The 1994 AFC Championship game would not only be Foster's last game in a Steeler uniform, but his last NFL game. Trailing the San Diego Chargers 17–13, the Steelers were mounting the go-ahead drive. On the last play of the game, a fourth down and goal from the three-yard line, Foster was in primarily as a blocker for Neil O'Donnell, but when San Diego sent no pass rush, Foster ran out of the backfield to become an eligible receiver on a short underneath route. The throw from O'Donnell was delayed and gave San Diego linebacker Dennis Gibson the chance to reach over Foster and bat the ball to the ground as Foster was falling to the turf of Three Rivers stadium. That play ended the Steelers' season. O'Donnell later stated that Foster was his fourth read on that play.

In 1995, Barry Foster had become expendable due to his contract, the rise of Bam Morris, the signing of former 1,000-yard running back Erric Pegram, injuries, and (more long-term) the forthcoming trade for future Hall of Famer Jerome Bettis the following year. Pittsburgh traded Foster to the expansion Carolina Panthers, but he was cut in training camp when he failed a physical, after which he retired.

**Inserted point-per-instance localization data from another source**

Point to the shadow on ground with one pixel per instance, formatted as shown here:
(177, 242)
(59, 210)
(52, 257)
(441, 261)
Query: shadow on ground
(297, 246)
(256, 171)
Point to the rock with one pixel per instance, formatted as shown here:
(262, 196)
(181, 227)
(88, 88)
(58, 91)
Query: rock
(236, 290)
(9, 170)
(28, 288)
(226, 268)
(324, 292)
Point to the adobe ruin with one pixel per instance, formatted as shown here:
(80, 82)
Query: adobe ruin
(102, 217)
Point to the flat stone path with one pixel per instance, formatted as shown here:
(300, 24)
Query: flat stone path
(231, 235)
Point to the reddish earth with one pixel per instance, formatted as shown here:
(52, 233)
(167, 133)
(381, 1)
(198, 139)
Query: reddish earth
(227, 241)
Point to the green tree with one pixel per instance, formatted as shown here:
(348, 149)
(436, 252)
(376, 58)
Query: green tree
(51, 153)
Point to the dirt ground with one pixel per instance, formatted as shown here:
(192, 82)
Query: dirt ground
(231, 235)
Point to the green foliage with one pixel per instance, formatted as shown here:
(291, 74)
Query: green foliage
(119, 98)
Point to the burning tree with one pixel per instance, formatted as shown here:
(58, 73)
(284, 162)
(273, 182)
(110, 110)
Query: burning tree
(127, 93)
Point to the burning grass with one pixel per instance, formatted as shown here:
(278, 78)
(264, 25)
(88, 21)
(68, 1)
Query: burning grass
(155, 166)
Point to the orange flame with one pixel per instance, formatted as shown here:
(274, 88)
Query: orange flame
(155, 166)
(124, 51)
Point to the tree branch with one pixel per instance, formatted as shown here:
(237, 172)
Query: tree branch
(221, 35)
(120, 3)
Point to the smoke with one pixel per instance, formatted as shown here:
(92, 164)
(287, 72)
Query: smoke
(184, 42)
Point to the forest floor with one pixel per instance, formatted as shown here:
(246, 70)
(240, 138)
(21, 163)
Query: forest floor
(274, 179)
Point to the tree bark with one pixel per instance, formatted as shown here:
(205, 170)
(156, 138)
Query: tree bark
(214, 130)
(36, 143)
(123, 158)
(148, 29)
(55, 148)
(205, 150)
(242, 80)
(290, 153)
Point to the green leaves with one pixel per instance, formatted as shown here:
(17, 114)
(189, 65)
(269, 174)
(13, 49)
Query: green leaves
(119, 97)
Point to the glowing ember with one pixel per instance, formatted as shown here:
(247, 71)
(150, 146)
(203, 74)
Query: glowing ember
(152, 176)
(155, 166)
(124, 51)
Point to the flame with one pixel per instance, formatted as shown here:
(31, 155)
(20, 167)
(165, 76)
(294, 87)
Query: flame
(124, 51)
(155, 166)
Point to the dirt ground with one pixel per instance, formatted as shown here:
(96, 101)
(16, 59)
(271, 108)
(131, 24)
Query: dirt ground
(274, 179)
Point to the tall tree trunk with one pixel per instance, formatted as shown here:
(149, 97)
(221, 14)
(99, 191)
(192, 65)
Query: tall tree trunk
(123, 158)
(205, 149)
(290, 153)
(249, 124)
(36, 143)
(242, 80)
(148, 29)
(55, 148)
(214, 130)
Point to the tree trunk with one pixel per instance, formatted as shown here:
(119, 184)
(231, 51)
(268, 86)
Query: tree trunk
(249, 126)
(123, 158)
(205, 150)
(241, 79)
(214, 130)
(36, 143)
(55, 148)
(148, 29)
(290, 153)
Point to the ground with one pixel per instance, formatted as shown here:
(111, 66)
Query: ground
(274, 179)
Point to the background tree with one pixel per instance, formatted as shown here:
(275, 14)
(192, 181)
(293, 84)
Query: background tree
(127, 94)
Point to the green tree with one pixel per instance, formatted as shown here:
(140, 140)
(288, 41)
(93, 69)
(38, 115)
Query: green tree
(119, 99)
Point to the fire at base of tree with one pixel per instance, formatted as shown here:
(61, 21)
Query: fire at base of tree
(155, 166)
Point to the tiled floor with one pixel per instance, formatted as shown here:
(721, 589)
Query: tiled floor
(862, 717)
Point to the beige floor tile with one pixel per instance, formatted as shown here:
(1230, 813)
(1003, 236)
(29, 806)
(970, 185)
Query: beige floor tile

Later that season, Foster came out of retirement to sign with the Cincinnati Bengals after the injury to their first-round draft pick Ki-Jana Carter in the preseason. But two days after signing a $1 million contract, Foster changed his mind and left the Bengals. Foster, age 26, out of football since the Carolina Panthers released him before the 1995 season began, complained that he felt like "a 60-year-old running back" after his first workout in pads with the team. He later returned his reported $300,000 signing bonus to the Bengals, left town, and retired again a few days later without playing a game. He announced that he had saved his money and had enough to retire.

==Since Retirement==

After Foster retired from the NFL, he became the running backs coach at DeLay Middle School, and went on to be an Assistant Principal at Crosswinds Accelerated High School in Grand Prairie, Texas. Currently, he is an assistant Principal at Hillwood Middle School in Fort Worth, TX.

==NFL career statistics==

| Year | Team | GP | Att | Yds | Avg | Lng | TD | Rec | Yds | Avg | Lng | TD |
|---|---|---|---|---|---|---|---|---|---|---|---|---|
| 1990 | PIT | 16 | 36 | 203 | 5.6 | 38 | 1 | 1 | 2 | 2.0 | 2 | 0 |
| 1991 | PIT | 10 | 96 | 488 | 5.1 | 56 | 1 | 9 | 117 | 13.0 | 31 | 1 |
| 1992 | PIT | 16 | 390 | 1,690 | 4.3 | 69 | 11 | 36 | 344 | 9.6 | 42 | 0 |
| 1993 | PIT | 9 | 177 | 711 | 4.0 | 38 | 8 | 27 | 217 | 8.0 | 21 | 1 |
| 1994 | PIT | 11 | 216 | 851 | 3.9 | 29 | 5 | 20 | 124 | 6.2 | 27 | 0 |
| Career |  | 62 | 915 | 3,943 | 4.3 | 69 | 26 | 93 | 804 | 8.6 | 42 | 2 |

==Family==
Foster has been married to Teray M. Foster since 1992. Together they have 3 children: Janea Foster, Barry Foster Jr., and Tamara M. Foster. Barry also has an older son named Shayne Foster.